STAIR Narrative Therapy
Research Findings on STAIR Narrative Therapy


STAIR Narrative Therapy (SNT) was developed to target and resolve three symptom clusters: PTSD symptoms, emotion regulation difficulties and interpersonal problems

Four studies have demonstrated the effectiveness of STAIR Narrative Therapy.

Two randomized control trials (RCTs) were completed with women who had PTSD related to childhood abuse. The first study indicated that the SNT treatment is superior to the waitlist condition in regard to reducing PTSD symptoms, emotion regulation problems and interpersonal difficulties (Cloitre, Koenen, Cohen, & Han, 2002). The second study found that the sequential therapy (STAIR plus Narrative ) was superior to treatment conditions in which only one or the other of the component parts was provided (Cloitre et al., 2010). Follow-up assessment  in both studies revealed continuing improvement in the three symptom domains of PTSD, emotion regulation problems and interpersonal difficulties over a 6 (Cloitre et al, 2010) and  9 month period (Cloitre et al, 2002).

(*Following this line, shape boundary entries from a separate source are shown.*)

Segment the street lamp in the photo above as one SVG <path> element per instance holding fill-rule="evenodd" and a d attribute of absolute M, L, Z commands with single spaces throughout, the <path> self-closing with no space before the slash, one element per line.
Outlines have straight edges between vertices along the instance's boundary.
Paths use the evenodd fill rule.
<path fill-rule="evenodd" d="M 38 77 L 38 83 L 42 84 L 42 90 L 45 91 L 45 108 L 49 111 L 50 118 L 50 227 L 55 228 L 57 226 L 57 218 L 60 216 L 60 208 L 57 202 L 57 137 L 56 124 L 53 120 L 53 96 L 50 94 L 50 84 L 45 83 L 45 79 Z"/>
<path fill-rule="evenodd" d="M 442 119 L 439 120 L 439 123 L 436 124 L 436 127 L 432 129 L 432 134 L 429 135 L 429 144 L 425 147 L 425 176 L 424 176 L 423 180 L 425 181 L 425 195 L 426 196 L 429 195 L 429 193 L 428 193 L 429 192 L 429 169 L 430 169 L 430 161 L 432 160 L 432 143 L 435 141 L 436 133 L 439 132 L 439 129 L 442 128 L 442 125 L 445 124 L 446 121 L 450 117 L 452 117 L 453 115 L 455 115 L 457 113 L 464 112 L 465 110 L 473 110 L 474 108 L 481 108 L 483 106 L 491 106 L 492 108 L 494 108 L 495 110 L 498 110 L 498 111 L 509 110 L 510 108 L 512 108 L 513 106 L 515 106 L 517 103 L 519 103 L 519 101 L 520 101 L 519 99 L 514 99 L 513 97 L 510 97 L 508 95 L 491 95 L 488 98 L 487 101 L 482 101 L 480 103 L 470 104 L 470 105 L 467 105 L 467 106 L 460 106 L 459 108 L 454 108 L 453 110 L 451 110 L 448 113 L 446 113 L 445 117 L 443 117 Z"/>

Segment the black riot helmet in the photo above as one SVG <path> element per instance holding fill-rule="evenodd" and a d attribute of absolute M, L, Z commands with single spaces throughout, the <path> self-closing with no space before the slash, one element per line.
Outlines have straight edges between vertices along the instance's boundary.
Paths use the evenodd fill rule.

A third study, with a benchmark design (Levitt et al, 2007), evaluated the flexible application of STAIR Narrative Therapy. Therapists were encouraged to repeat or skip sessions related to the needs of their patients regarding emotion regulation problems, interpersonal problems and PTSD symptoms.  . The results of the flexible treatment were equivalent to a 2002 study, where strict adherence to the standard protocol was required. These findings suggest that STAIR is robust, producing improvement in PTSD symptoms, emotion regulation and interpersonal difficulties while allowing for clinician-based decisions regarding number of sessions and types of interventions for each individual patient. .

STAIR has also been investigated in the context of group work. Specifically STAIR provided in a group format (without narrative work) was compared to  “treatment as usual” psychotherapy groups in an inpatient unit of individuals with PTSD and schizo-affective disorders. Patients in the STAIR condition experienced significant reductions in PTSD, physical agitation, emotional blunting and social withdrawal while the Treatment AS Usual (TAU) condition showed little or no changes in these symptoms.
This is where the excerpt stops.